India needs to invest for its homeless: Narayanan Krishnan
Narayanan Krishnan is a social activist who started a non-profit organisation called "Akshaya Trust" in Madurai, the third largest city of the South Indian state of Tamil Nadu, in 2003. The trust caters to the homeless, mentally ill, elderly and the destitute. Narayanan Krishnan was recognized as one of the top 10 heroes by CNN in 2010. He serves fresh meals to the homeless everyday. Akshaya Trust came up with an initiative called 'Akshaya Home' which was established in 2013 and houses nearly 450 underprivileged people. Here's an exclusive interview with Narayanan Krishnan. Excerpts:
1. What inspired you to take an initiative to give a new life to the homeless people?
Each of us has a calling and I believe that we are on this earth for a purpose. Just before heading to Switzerland to take up a job as a Chief Chef, I visited my hometown, Madurai to bid good bye to my family. On the way to the Madurai's Meenakshi temple, I happened to see an old man eating his own human waste to satisfy his hunger. The stark difference between his life and mine became very clear to me. I could not get myself to walk away from my country and my people. They needed me, this was my calling. I resigned from my job at a five star hotel chain and decided to start feeding the people on the streets. This then grew into a desire to house them at Akshaya Home. Now I believe that serving those on the streets and taking care of them is my calling.
2. What food requirements is specially being taken care of while feeding to such people? Is preference given to women and children as their nutritional requirements differ?

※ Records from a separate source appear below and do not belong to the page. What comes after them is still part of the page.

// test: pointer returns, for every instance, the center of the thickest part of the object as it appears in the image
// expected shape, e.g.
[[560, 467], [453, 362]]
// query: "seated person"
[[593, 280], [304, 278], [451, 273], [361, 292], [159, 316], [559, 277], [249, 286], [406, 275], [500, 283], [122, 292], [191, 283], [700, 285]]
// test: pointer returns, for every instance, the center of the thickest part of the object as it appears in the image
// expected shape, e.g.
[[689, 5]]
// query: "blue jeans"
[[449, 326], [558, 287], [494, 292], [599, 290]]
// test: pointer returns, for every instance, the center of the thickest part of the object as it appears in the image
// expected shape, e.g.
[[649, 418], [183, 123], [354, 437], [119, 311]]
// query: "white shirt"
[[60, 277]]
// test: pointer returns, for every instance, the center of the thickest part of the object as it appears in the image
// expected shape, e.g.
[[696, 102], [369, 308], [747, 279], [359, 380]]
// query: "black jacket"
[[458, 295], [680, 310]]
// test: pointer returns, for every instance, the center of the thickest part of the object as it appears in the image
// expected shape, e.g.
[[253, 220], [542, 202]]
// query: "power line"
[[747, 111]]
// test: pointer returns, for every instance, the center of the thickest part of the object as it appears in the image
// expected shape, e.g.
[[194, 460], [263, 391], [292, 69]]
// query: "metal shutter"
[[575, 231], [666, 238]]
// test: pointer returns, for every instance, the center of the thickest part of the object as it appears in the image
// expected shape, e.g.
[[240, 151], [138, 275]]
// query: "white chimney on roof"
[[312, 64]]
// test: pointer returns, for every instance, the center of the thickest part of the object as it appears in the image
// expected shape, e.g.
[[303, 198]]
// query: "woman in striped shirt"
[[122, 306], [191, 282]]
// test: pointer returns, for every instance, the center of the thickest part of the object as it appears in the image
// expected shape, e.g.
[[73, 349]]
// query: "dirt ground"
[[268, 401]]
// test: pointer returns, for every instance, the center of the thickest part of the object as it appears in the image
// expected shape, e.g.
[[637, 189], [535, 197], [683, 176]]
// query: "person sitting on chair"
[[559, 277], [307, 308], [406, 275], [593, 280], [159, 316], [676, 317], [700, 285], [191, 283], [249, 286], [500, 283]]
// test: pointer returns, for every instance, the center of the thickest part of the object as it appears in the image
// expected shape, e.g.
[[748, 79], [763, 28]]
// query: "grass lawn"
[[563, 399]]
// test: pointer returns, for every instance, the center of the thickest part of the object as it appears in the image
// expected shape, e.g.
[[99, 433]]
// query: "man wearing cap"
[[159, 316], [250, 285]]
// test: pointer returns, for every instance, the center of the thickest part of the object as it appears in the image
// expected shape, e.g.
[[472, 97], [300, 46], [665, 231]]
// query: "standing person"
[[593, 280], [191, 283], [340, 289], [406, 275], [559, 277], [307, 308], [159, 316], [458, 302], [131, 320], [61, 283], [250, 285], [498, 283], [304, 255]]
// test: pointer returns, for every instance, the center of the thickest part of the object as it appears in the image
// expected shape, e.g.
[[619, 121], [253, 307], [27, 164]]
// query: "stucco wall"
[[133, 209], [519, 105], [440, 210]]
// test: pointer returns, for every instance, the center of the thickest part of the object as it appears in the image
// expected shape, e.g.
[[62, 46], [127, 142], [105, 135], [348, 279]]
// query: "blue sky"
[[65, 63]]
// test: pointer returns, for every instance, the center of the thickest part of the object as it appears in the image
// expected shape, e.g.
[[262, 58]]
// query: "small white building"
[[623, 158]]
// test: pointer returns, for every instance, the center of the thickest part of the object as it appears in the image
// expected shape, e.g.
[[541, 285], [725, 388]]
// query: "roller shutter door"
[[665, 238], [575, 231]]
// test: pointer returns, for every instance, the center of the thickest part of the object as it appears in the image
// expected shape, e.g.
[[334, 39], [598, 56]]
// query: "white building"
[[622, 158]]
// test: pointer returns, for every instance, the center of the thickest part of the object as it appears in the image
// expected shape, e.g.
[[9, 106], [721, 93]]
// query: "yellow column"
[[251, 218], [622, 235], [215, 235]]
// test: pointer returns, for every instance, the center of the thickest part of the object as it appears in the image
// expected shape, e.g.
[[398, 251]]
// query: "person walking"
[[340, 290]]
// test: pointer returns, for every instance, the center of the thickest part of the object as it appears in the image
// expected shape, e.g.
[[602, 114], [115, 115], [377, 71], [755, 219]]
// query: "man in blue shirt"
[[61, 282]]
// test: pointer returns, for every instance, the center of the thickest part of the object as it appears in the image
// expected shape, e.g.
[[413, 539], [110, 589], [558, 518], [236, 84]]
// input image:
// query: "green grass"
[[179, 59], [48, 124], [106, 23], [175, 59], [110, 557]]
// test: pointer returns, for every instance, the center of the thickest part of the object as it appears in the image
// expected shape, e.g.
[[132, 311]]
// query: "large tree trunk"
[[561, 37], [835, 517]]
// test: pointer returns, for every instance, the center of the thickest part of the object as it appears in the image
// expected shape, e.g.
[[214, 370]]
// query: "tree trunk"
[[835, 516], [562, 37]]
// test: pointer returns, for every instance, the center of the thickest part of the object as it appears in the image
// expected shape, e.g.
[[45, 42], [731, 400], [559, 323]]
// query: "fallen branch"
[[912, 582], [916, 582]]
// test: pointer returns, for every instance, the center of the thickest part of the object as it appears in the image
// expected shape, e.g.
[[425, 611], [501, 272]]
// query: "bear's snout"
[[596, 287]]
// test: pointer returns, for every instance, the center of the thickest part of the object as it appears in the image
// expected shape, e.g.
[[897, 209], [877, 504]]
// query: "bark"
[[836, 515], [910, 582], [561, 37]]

The food that is cooked and served is vegetarian. We ensure a good mix of lentils so our residents can get their daily dose of protein. If a resident is diabetic or has blood pressure, we monitor the quantity consumed by them. A lot of our residents are on medication as prescribed by our doctors for their conditions.
3. Do you have any plans to extend this initiative to the other parts of India?
It is hard to run a non-profit organisation. The public and the government do not understand the magnitude of such operations. As the recent litigation has proven - rather than helping, there are other non profits that hinder operations. I cannot imagine at least at this point of time extending this cause outside of my home state. Finding good leadership that is reliable is very hard and I do not want to dilute the moral and ethical values with which me and my staff serve by expanding.
4. As a social activist, how according to you can India solve the problem of the homeless people particularly meeting their food requirements?
Food is just one part of the problem of the homeless. It is important for the government to construct homes like Akshaya in every state and truly go out, rescue and house the mentally disabled.
They can team up with organizations such as Akshaya and help us by asking huge corporations that are in the food industry to donate. Till date, not a single corporation that sells food products has come forward to donate food to Akshaya. I would assume the same is the case with other non-profit organisations as well. Why is this the case? Where is their sense of civic duty?
To change our country for the better, all of us have to join hands. If we want to see India become a developed country, we need to invest in bringing up the down trodden, the illiterate and the homeless.